Sylvie slammed her glass down.
"Jesus Christ, Thorn. You keep saying those things. Sylvie's crazy. Sylvie's a loon. But have I done anything that's fucked up? I got you out of all that gunfire at your house. It was my quick thinking that saved you out at the farm, turned you into Peter Lavery. If Harden had found out you were Darcy's boyfriend, you'd be dead right now."
"What'd you do, Sylvie? Where's Lavery?"
"I ran him off," she said. "Big baby. Took one look at your pistol and he started packing."

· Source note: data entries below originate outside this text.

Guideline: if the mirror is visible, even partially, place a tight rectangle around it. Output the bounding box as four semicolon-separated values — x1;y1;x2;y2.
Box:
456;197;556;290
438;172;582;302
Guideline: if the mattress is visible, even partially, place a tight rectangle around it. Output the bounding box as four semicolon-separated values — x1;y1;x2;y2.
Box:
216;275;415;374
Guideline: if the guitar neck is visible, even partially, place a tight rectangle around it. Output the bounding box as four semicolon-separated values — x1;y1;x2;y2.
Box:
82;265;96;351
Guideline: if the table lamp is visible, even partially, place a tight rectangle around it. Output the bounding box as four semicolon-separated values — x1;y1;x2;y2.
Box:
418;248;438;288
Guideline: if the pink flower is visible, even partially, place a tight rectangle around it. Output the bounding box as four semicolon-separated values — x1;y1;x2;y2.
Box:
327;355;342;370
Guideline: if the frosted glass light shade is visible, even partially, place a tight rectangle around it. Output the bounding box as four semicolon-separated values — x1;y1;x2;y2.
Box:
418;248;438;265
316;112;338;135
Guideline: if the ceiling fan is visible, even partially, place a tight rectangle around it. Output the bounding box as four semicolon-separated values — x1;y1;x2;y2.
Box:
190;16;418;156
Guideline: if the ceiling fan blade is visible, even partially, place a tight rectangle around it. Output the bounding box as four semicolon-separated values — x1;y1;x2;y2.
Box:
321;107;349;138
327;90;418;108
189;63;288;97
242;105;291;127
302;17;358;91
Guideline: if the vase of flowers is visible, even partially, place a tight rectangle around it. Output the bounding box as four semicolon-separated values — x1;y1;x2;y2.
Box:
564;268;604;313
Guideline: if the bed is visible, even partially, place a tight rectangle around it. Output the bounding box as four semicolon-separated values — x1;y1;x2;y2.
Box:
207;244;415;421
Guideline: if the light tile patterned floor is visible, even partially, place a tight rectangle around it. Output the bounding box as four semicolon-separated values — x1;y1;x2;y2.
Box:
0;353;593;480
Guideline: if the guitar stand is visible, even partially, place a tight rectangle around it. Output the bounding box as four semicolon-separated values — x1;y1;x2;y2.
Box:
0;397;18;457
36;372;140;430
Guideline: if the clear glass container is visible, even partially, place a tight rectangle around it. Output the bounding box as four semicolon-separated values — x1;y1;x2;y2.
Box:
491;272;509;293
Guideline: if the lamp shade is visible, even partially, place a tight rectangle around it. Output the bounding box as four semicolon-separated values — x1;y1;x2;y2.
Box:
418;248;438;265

"You fired two shots from this."
"I know that. I went down the beach, a mile down where it's deserted. I knocked a tin can off a stump, working on my aim. I figure I might just have to shoot Harden my own self. Since it looks like all the men I'm surrounded by are so lily-livered."
"I don't believe you."
"I ran him off, is all I did. We couldn't have him hanging around, now could we? He'd screw up everything. Get us killed more than likely."
"You're lying."
"Look, I've got a plan," she said. "I've been thinking about this a long time, and now I know how we're going to do it."
She swiveled around on her stool and began to watch the kids splash in the shallow pool, chaises full of old folks turning red in the late summer sun. Thorn stood beside her.